Key Takeaway: SVD reveals the skeleton of any transformation: its fundamental directions and magnitudes. Every matrix is rotate-scale-rotate. It's the Swiss Army knife of linear algebra -- it works for any matrix (square or not), finds the best low-rank approximation, and decomposes the transformation into its simplest possible pieces.

Where to go from here

We started this book with a single arrow in space -- a vector. We learned to combine vectors, transform them with matrices, and measure the effect of those transformations with determinants, rank, and null spaces. We discovered that dot products reveal projections and angles, cross products give us perpendicular directions and areas, and eigenvalues expose the directions where a transformation acts most simply. We built orthonormal bases with Gram-Schmidt, and finally arrived here: the SVD, which unifies all of it into a single factorization that works for every matrix.

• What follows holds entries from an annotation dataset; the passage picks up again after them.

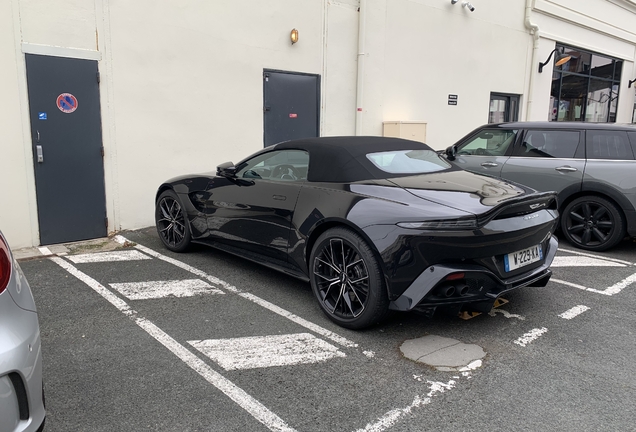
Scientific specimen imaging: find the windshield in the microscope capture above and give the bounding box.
[367,150,451,174]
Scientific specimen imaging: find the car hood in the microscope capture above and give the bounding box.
[390,170,535,215]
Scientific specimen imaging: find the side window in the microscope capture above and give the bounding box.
[627,132,636,156]
[585,130,634,160]
[457,129,518,156]
[513,130,581,158]
[236,150,309,182]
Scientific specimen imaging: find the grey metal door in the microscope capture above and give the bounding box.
[263,70,320,147]
[26,54,107,245]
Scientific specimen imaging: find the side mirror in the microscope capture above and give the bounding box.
[216,162,237,178]
[446,145,457,160]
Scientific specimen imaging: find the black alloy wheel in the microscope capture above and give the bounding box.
[561,196,625,251]
[309,227,389,329]
[155,190,192,252]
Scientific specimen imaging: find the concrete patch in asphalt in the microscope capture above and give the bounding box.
[400,335,486,372]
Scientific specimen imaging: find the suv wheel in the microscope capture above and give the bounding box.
[561,196,625,251]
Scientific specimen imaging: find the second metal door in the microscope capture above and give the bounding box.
[263,70,320,147]
[26,54,107,245]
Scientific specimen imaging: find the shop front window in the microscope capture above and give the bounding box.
[549,44,623,123]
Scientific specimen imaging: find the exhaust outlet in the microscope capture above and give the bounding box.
[455,284,470,296]
[437,285,455,297]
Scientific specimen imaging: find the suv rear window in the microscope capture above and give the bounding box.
[586,130,634,160]
[513,130,581,158]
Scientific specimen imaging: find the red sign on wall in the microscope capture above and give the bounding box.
[55,93,77,114]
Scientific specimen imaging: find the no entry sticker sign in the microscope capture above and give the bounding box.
[55,93,77,114]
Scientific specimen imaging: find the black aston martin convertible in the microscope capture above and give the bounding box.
[155,137,558,329]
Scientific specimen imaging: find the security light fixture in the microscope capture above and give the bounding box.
[539,48,572,73]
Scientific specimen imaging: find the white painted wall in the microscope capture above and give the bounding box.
[0,1,33,248]
[0,0,636,247]
[364,0,531,149]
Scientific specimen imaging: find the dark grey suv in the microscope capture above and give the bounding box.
[445,122,636,251]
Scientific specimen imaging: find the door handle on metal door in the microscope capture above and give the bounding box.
[555,165,578,172]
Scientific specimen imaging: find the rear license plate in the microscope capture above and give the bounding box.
[504,245,543,272]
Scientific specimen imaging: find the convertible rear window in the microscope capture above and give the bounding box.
[367,150,451,174]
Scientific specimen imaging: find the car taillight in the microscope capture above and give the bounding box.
[0,236,11,294]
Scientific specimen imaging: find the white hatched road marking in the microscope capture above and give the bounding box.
[488,308,525,321]
[559,247,636,265]
[356,380,456,432]
[559,305,590,319]
[188,333,346,370]
[515,327,548,347]
[550,273,636,295]
[114,235,358,348]
[68,250,152,264]
[550,256,627,267]
[109,279,225,300]
[51,257,295,432]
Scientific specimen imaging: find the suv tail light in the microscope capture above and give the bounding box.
[0,235,11,294]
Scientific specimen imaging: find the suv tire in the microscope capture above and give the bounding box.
[561,195,625,251]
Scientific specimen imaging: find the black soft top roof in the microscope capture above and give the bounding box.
[270,136,433,183]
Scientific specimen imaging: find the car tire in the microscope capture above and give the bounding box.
[155,189,192,252]
[309,227,389,329]
[561,196,625,251]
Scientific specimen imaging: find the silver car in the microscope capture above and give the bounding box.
[446,122,636,251]
[0,232,46,432]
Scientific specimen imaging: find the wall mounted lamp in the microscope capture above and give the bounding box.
[539,48,572,73]
[451,0,475,12]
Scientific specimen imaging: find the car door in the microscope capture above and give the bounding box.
[205,150,309,261]
[453,127,519,177]
[501,128,585,201]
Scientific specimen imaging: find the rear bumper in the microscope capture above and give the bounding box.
[389,233,558,311]
[0,270,46,432]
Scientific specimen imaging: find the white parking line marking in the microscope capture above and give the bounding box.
[356,380,456,432]
[68,250,152,264]
[114,235,358,348]
[559,247,636,265]
[109,279,225,300]
[559,305,590,319]
[188,333,346,370]
[38,246,53,255]
[515,327,548,347]
[51,257,296,432]
[550,273,636,295]
[550,256,627,267]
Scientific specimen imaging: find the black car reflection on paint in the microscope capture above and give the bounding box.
[155,137,558,328]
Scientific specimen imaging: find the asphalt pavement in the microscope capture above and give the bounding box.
[20,228,636,432]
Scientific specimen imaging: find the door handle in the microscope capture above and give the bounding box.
[555,165,578,172]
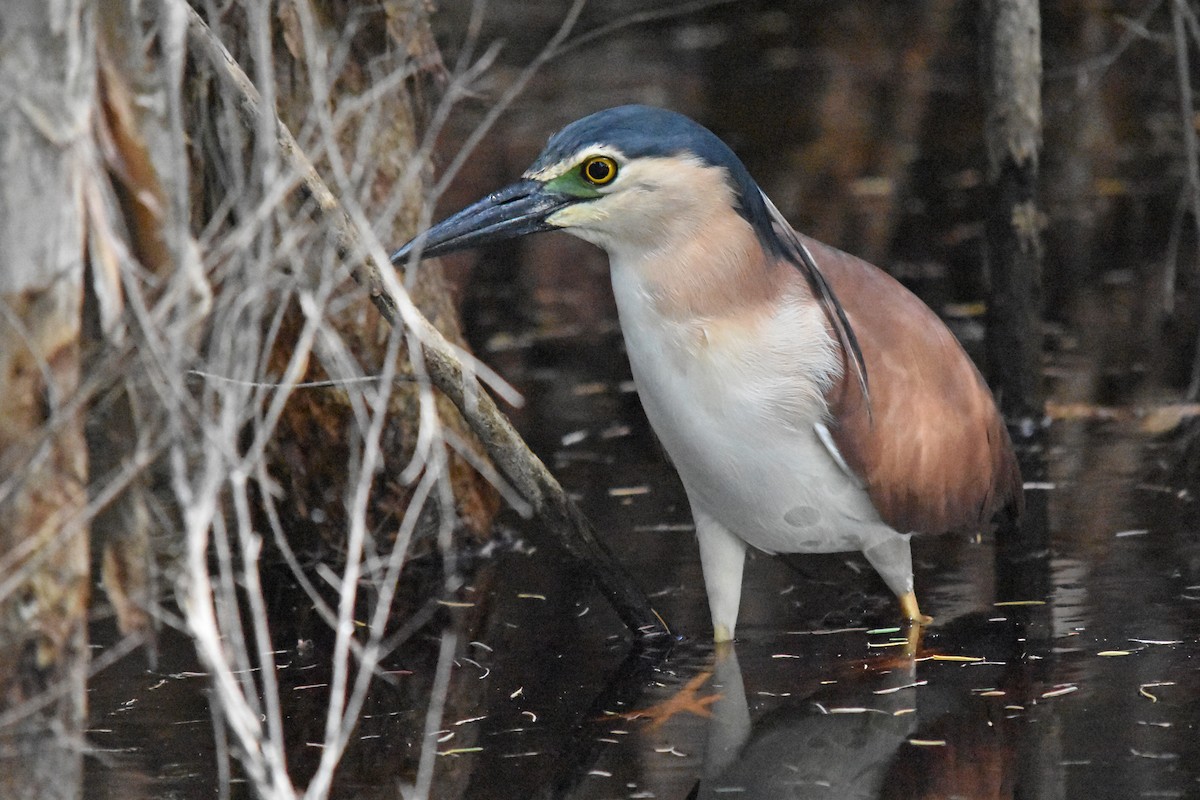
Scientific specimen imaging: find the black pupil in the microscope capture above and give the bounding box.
[588,160,612,184]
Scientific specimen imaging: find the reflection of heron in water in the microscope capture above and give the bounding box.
[689,646,917,800]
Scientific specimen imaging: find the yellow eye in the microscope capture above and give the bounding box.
[580,156,617,186]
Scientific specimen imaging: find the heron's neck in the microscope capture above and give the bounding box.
[606,212,784,320]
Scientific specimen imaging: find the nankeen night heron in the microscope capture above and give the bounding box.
[392,106,1021,642]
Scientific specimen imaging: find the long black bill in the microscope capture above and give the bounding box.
[391,180,568,265]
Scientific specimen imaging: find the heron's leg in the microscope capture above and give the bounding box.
[863,529,934,625]
[692,506,746,642]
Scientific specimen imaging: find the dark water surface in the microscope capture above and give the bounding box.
[85,4,1200,800]
[86,303,1200,800]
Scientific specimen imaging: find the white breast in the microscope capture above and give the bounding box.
[612,259,881,552]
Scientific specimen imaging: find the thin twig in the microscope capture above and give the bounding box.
[174,0,666,636]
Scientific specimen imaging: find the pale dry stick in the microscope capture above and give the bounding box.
[413,630,458,800]
[177,0,667,636]
[305,292,410,799]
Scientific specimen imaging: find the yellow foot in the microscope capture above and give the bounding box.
[900,591,934,625]
[618,669,721,730]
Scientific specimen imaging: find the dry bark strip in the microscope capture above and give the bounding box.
[180,4,668,637]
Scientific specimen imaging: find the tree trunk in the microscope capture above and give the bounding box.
[0,0,95,798]
[982,0,1043,427]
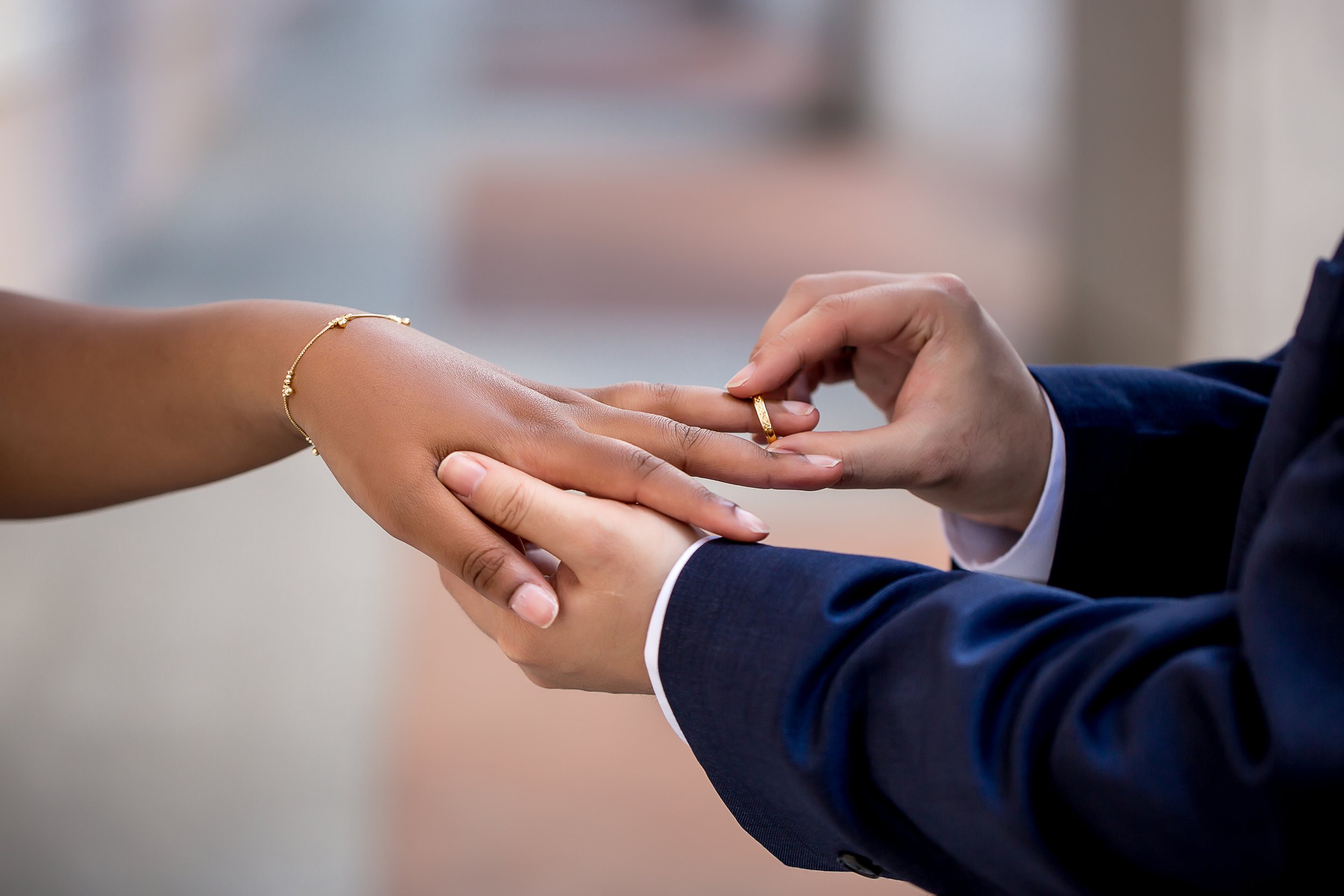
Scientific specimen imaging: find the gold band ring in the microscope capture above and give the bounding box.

That's the visual core of linear algebra. You can now look at any matrix and see what it does: the stretching, the rotation, the collapsing, the rank. Every concept connects to a geometric picture.

If you want to keep going, the trail branches in several directions. Abstract vector spaces generalize these ideas beyond arrows in $\mathbb{R}^n$ -- function spaces, polynomial spaces, and infinite-dimensional spaces all obey the same rules. Tensors extend matrices to higher dimensions, essential for physics and deep learning. Differential forms bring linear algebra into calculus, connecting determinants to integration and cross products to curl. And numerical linear algebra -- the study of how to compute all of this efficiently and stably on a real computer -- is a field unto itself, where the SVD is the undisputed champion algorithm.

Every one of those paths starts from what you've learned here. The geometry doesn't change -- it just gets richer.